I suspect the error comes from the loss.backward() or optimizer.step() steps, here is a sample of the data, and the code

# Define tensors to train the model
x_train_t = torch.tensor(x_train.values, dtype=torch.float)
x_test_t = torch.tensor(x_test.values, dtype=torch.float)
y_train_t = torch.tensor(y_train.values, dtype=torch.float)
y_test_t = torch.tensor(y_test.values, dtype=torch.float)


class NetClassifier(nn.Module):
    def __init__(self,hidden1,hidden2):
        super(NetClassifier,self).__init__()
        self.model = nn.Sequential(
            nn.Linear(13,hidden1),
            nn.ReLU(),
            nn.Linear(hidden1,hidden2),
            nn.ReLU(),
            nn.Linear(hidden2,1)
        )
    def forward(self,x):
        x = self.model(x)
        return x

# Create an instance of the class
net = NetClassifier(50,50)
print(net)


# Create DataSet and DataLoaders to train the neural network
EPOCHS = 5
BATCH_SIZE=32
LEARNING_RATE = 0.01

train_data_set = TensorDataset(x_train_t,y_train_t) 
test_data_set = TensorDataset(x_test_t,y_test_t)

train_dataloader = DataLoader(train_data_set,batch_size = BATCH_SIZE)
test_dataloader = DataLoader(test_data_set,batch_size = BATCH_SIZE)

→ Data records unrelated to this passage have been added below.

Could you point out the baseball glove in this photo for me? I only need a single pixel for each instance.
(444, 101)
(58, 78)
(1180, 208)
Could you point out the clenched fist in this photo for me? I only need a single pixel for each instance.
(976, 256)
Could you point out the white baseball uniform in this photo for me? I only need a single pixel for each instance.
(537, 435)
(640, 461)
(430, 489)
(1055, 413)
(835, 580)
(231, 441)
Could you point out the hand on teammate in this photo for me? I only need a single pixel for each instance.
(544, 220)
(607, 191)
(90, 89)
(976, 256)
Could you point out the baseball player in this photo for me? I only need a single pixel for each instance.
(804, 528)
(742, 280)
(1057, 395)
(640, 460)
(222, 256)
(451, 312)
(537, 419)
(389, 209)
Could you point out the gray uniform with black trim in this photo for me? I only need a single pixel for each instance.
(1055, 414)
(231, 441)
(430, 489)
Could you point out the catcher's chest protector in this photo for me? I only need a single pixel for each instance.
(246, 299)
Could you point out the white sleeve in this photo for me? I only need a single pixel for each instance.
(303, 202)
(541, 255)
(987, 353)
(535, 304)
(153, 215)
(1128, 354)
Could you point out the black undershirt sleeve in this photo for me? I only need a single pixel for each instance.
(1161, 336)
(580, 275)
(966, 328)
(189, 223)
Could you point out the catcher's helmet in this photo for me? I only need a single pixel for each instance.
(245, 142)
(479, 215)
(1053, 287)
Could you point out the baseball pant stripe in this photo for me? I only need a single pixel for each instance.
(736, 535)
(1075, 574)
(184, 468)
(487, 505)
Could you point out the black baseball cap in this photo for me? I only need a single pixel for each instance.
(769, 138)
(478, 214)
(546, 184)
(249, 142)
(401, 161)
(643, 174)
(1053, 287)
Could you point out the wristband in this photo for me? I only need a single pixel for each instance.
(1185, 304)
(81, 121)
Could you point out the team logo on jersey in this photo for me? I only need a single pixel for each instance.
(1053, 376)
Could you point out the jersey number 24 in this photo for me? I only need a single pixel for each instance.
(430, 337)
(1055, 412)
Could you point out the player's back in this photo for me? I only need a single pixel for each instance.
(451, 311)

# Define optimizer and loss function
optimizer = optim.Adam(net.parameters(),lr=LEARNING_RATE)
loss_function = nn.BCEWithLogitsLoss()


for epoch in range(EPOCHS):
    epoch_loss=0
    epoch_acc=0
    for xb,yb in train_dataloader:
        # Zero gradients for training
        optimizer.zero_grad()
        # Use current model parameters to predict output
        y_pred = net(xb)
        # Turn probabilities into prediction 
        pred = torch.round(torch.sigmoid(torch.flatten(y_pred)))
        # Calculate loss, use float type to calculate loss
        loss = loss_function(yb,pred)
        # Backpropagate
        loss.backward()
        # Step in the optimizer
        optimizer.step()
        epoch_loss+=loss.item()
        epoch_acc+= (yb == pred).float().mean()
# Print epoch loss
    print("Epoch {:>02d} | Loss {:.5f} | Acc {:.3f}".format(epoch,epoch_loss/len(train_dataloader),epoch_acc/len(train_dataloader)))

AlphaBetaGamma96 · May 11, 2021, 9:06am

Hi!

I think the issue is with this line,

I think the backward method for torch.round is 0 with respect to all inputs. So, for example,

x=torch.randn(10, requires_grad=True) #returns tensor([-0.0534,  1.1239, ...])
y=torch.round(x)                      #round these values
y.backward(torch.ones_like(y))        #calculate gradient of round(x) with respect to x
x.grad                                #returns tensor([0., 0., 0., 0., 0., 0., 0., 0., 0., 0.])

And, given that this line happens after your network calculation, all the gradients of your weights/biases of your network are dependent on this line and therefore will have zero gradient! Perhaps pass in torch.sigmoid(torch.flatten(y_pred)) rather than the rounded value, and see if that works!

Francisco_Obando · May 11, 2021, 2:30pm

Thank you for the feedback, there was a problem with using BCEWithLogitsLoss with only one output on the neural network and using the loss fuction with a sigmoid (since BCEwithLogitsLoss has the sigmoid function it was actually performing a sigmoid of a sigmoid to calculate the negative log likelihood). Thankfully the community has plenty of examples so I was able to get to the bottom of the issue.

AlphaBetaGamma96 · May 11, 2021, 2:32pm

I wasn’t aware of the issue with BCEWithLogitsLoss but torch.round definitely causes your gradients to equal 0 as well. So, make sure to remove torch.round as well to ensure gradient flow to all parameters!